Question: Association analysis between gene expression and Phenotype
1
8 weeks ago by
hrishi27n20
hrishi27n20 wrote:

Hello All,

I have RNA data generated using the smart-seq2 protocol and I am interested in running association analysis (some thing like logistic regression but with limma) between the gene expression values and cohort status. I have quantified the transcripts as TPM using RSEM. I am considering normalizing the data with TMM, estimating mean-variance relationship using voomWithQualityWeights and then using lmFit and eBayes to estimate the association.

I am not interested in seeing difference between cohort but to predict cohort status using gene expression values.

Following is my dummy code:

 design <- model.matrix(~0+Cohort+sex+age, data=PhenoType)   #Cohort:1/0
v <- voomWithQualityWeights(myNormalized_data, design=design, normalization="none", plot=TRUE)
fit1 <- lmFit(v,design)
fit2 <- eBayes(fit1)


All help and comments are highly appreciated.

Thanks.

limma rna singlecell • 170 views
modified 7 weeks ago by Aaron Lun23k • written 8 weeks ago by hrishi27n20

I’m removing the DESeq2 tag here.

You're going to have to be more specific here. Put down some code and scientific context.

Aaron, thank you for responding to my post.

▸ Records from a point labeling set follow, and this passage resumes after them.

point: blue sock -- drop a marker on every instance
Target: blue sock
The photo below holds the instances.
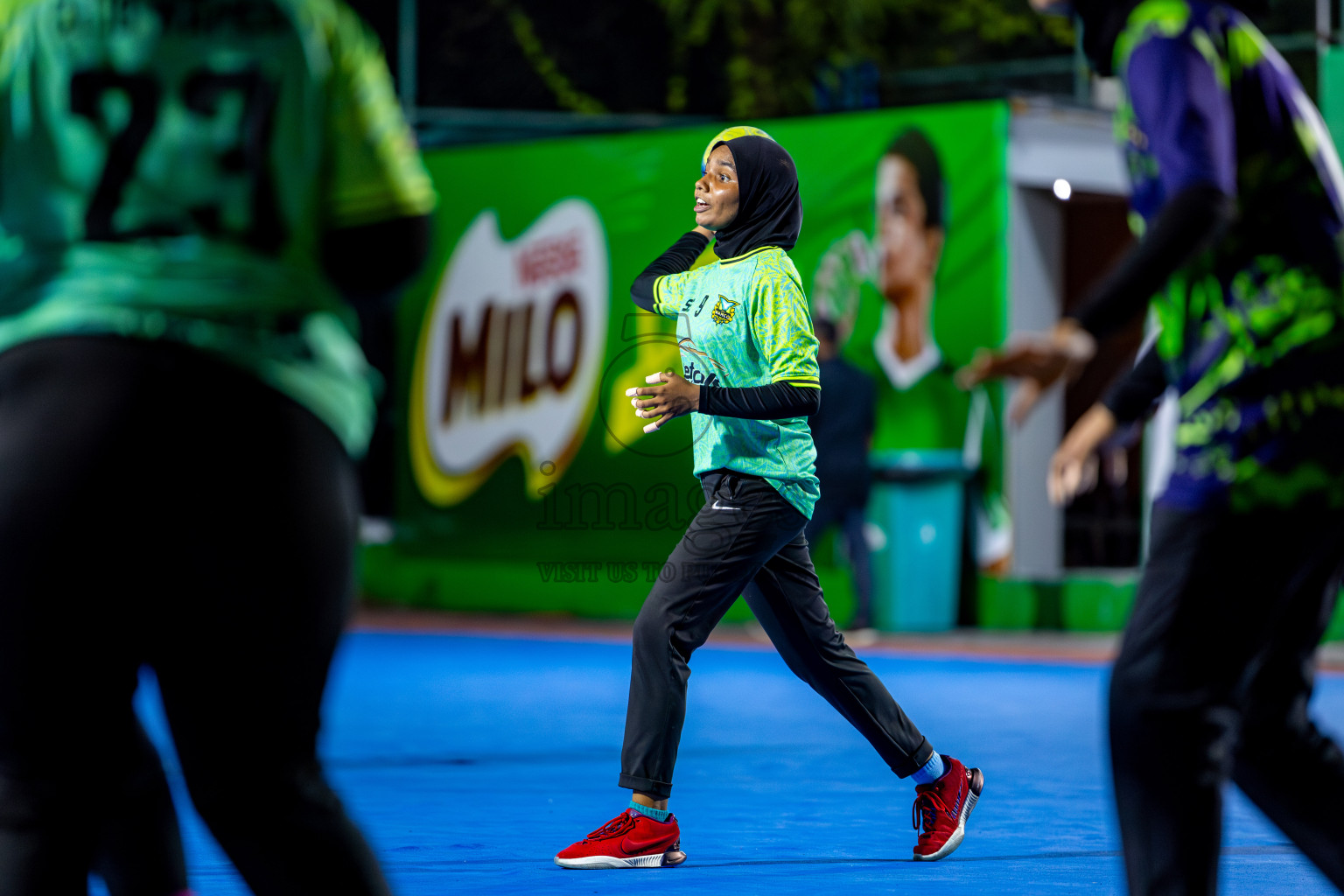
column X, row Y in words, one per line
column 656, row 815
column 930, row 771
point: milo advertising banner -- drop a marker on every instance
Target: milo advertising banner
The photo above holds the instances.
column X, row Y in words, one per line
column 526, row 481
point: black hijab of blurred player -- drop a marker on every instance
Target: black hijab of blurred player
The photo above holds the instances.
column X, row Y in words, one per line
column 769, row 208
column 1102, row 23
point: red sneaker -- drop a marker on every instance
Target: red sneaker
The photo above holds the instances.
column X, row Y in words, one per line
column 631, row 840
column 944, row 808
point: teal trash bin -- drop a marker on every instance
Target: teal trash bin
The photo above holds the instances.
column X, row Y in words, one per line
column 915, row 514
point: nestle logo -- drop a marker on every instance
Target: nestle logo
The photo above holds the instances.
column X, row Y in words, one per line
column 549, row 258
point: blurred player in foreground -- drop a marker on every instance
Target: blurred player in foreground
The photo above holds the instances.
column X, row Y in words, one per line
column 1239, row 188
column 744, row 326
column 185, row 188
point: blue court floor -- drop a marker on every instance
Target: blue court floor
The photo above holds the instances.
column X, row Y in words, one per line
column 471, row 760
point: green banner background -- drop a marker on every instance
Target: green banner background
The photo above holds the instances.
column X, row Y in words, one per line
column 515, row 544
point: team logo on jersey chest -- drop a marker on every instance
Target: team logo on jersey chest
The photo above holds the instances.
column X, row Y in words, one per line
column 724, row 313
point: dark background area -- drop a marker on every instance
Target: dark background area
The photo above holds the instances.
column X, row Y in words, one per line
column 770, row 58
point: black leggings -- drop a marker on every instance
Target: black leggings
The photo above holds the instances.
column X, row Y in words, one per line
column 746, row 539
column 159, row 507
column 1213, row 682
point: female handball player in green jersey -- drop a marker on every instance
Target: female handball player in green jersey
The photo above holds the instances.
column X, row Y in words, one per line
column 750, row 376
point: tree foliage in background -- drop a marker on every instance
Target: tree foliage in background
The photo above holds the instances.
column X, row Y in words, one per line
column 779, row 47
column 741, row 58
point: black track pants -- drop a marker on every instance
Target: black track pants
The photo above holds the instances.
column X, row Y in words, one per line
column 158, row 507
column 1213, row 682
column 746, row 540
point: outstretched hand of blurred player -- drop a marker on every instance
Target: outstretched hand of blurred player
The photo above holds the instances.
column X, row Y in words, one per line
column 1040, row 360
column 1073, row 469
column 671, row 398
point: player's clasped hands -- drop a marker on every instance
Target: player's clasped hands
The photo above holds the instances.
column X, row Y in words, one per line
column 671, row 398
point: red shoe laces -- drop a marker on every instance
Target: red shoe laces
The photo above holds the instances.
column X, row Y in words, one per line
column 928, row 805
column 617, row 825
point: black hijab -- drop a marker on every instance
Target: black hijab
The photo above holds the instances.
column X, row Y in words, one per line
column 1102, row 23
column 769, row 210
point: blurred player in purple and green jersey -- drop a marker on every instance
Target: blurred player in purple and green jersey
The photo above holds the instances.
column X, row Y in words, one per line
column 190, row 192
column 1236, row 195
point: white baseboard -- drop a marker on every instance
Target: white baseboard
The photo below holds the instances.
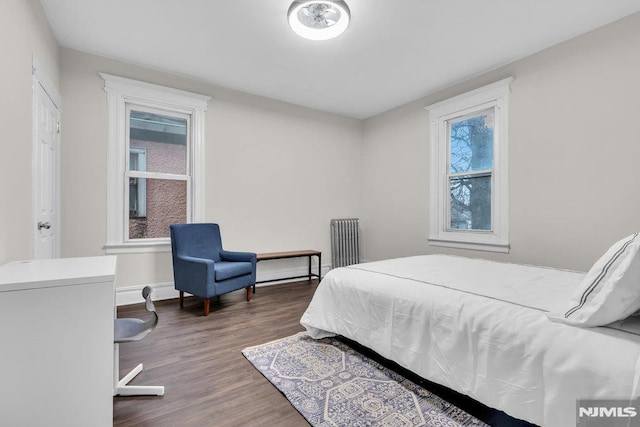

I have updated the post to include more info and code. Appreciate all your help and comments.

Answer: Association analysis between gene expression and Phenotype
4
7 weeks ago by
Aaron Lun23k
Cambridge, United Kingdom
Aaron Lun23k wrote:

I'll assume this is single-cell RNA-seq data.

I have quantified the transcripts as TPM using RSEM.

You shouldn't use TPMs as input into voom, as stated here. Get the raw counts instead.

I am considering normalizing the data with TMM,

TMM may not play well with single-cell data if you have too many zeros. After all, M-values are not defined if either of the inputs is a zero. See here for details.

estimating mean-variance relationship using voomWithQualityWeights

The mean-variance relationship of the log-expression values is very wonky for single-cell data, see Figure 8 for an example. As a result, very high and very low coverage libraries have undue influence on the result because their variance is so much lower than the cells with moderate coverage.

and then using lmFit and eBayes to estimate the association.

I don't know what you mean by "estimate the association". Do you mean to detect differentially expressed genes between cohort?

I am not interested in seeing difference between cohort but to predict cohort status using gene expression values.

Well, then, you probably should be using a classifier rather than performing a differential expression analysis!

However, if you do want to identify DE genes, then I would suggest creating "pseudo-bulk" samples, as discussed here. This allows you to plug it into existing DE analysis pipelines without having to worry about single-cell variability. The full statistical reasoning is a bit more subtle, but you can read the linked article for that.